Similar relations are observed in the case of high anxiety levels, but this symptom shows greater peri-operative fluctuations than depression. Before CABG, 55% of patients feel a high level of state anxiety [6], but its intensity decreases significantly within a short time after surgery [6, 23]. However, there is a higher risk of death during long-term observations in patients showing strong anxiety reactions both before and after surgery [24, 25]. In the examined group, a high level of state anxiety prior to the second stage of CR was correlated with low acceptance of illness after rehabilitation. Furthermore, patients with a high level of anxiety before CR reported no improvement in physical effort tolerance (BS) or a reduction of state anxiety. It can be concluded that CR was ineffective in these two areas in this group. At this point, the co-existence of anxiety and depression must be emphasized. All patients who had a high level of state anxiety also showed severe mood disorders. Therefore, it is impossible to separate these two types of mental disorder and to state clearly which symptom is of greater importance in this case. Some authors believe that when sadness is deep it is nearly always accompanied by anxiety and treat anxiety as a consequence of affective disorders.

LIMITATIONS

In the research project described here, the focus was primarily on assessing the mental state parameters in patients undergoing CR in whom CABG procedure was conducted without complications and where rehabilitation had begun on time.
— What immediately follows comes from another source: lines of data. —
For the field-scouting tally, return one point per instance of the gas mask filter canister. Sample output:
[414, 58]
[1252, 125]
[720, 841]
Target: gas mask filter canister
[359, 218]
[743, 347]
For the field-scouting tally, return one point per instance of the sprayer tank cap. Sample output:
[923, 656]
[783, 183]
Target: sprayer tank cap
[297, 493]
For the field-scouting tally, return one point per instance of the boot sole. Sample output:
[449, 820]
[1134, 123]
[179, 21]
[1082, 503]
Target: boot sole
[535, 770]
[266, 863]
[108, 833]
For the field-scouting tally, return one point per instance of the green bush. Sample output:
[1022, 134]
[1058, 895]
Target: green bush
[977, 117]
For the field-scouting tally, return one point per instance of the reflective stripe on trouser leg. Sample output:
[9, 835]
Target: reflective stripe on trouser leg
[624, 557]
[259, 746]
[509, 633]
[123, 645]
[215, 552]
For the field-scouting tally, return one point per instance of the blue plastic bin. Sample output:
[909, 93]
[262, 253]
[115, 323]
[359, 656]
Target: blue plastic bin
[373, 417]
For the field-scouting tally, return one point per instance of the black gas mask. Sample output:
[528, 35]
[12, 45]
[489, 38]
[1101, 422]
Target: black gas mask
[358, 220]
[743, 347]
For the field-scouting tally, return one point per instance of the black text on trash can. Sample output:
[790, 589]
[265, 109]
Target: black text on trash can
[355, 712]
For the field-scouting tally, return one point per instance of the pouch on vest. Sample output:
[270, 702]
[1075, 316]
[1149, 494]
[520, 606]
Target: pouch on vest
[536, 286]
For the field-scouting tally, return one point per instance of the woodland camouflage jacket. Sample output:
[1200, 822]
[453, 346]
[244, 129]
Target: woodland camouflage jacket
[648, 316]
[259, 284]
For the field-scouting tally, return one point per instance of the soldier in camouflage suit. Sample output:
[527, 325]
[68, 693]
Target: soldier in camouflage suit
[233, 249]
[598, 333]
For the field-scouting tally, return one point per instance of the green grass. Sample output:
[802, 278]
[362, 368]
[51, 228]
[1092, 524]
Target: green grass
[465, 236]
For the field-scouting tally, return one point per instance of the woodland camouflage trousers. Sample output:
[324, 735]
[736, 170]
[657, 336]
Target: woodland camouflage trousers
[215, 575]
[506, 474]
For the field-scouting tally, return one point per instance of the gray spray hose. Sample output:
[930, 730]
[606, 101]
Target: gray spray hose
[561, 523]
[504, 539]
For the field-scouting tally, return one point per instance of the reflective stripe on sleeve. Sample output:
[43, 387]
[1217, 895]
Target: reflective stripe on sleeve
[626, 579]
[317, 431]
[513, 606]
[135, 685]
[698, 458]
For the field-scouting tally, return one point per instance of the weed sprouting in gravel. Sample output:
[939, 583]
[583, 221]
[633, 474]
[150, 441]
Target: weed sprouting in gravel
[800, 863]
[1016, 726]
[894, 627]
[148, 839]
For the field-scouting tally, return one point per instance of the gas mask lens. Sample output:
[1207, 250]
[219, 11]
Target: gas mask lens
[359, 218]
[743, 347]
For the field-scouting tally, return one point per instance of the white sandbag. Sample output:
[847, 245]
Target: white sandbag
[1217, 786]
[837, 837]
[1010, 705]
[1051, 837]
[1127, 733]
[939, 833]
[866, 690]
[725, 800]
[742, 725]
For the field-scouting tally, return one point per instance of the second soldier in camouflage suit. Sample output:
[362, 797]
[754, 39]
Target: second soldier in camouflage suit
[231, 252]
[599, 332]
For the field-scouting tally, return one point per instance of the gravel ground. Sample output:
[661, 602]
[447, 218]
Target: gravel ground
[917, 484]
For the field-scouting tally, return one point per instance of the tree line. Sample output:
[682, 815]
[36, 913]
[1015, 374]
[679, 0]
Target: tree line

The lack of detailed clinical data is a significant limitation of this project. In subsequent studies, both the data on mental state parameters and clinical parameters (parameters on the efficiency of the organism, detailed cardiological data, type of medications taken) will be taken into account and jointly analysed. This link could explain the worse performance of rehabilitation and a higher mortality and morbidity in patients with severe depressive–anxiety symptoms.

CONCLUSION

The results illustrate a 3-week period of life after CABG. Even within this short timescale, it is clear that the psychopathology observed before CR greatly affects its final outcome. It should be emphasized that severe depressive-anxiety symptoms and physical exertion intolerance, which may persist despite rehabilitation, will not improve the quality of one's life. Therefore, the psychiatric symptomatology should be diagnosed as early as possible to enable patients to receive additional support. This opens a vast opportunity for psychotherapeutic interventions, which can be an effective and relatively inexpensive way to improve the quality of life of patients suffering from psychosomatic disorders. In our opinion, a score of >10 points in the cognitive–affective subscale of BDI after CABG surgery should be an indication to undertake psychotherapy or psychopharmacology. Otherwise, the success of this highly specialized and expensive medical procedure will remain in question.

Conflict of interest: none declared.